If everything goes as planned, the fifth NASA rover will arrive Thursday on Mars.
Mars 2020 Perseverance, a long-term robotic exploration effort of the Red Planet that seeks to explore the potential for life on Mars, has been made possible thanks to the collaboration of an extensive group of scientists and engineers.
The group includes Luis Domínguez, an engineer from South Los Angeles who works at NASA's Jet Propulsion Laboratory in Pasadena.
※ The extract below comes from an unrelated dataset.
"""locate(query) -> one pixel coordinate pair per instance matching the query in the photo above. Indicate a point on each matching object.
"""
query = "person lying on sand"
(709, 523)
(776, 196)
The engineer was one of the inspectors on the Perseverance rover prior to its launch in July 2020.
"It is an honor to have the opportunity to work with all the people who work here at JPL, especially coming from south central Los Angeles," said Domínguez.
The mission, according to NASA's website, provides opportunities to gather knowledge and demonstrate technologies that address the challenges of future human expeditions to Mars.
"One of the instruments that [the Perseverance rover] has is an instrument that can make oxygen from the atmosphere of Mars, and with that, when we send humans to Mars, we will already have the technology and the ability to make oxygen."
Perseverance can also drill and collect samples of soil and set them aside on the surface of Mars to be collected in future missions.
"We want to understand why rivers used to flow on Mars and now they don't. Now, it's a planet that looks more like a desert," said Domínguez. "The place we are going to investigate, Jezero Crater, has what appears to be a river that ended there."
If successful, Perseverance will be NASA's ninth landing on that planet.
Domínguez, whose mom is Mexican and father is Honduran, never imagined that his love for science would lead him to fulfill his dreams, and now that he has achieved them he has a message for future generations.
“That they are brave, that they are curious, that they have tenacity and that they live life with altruism."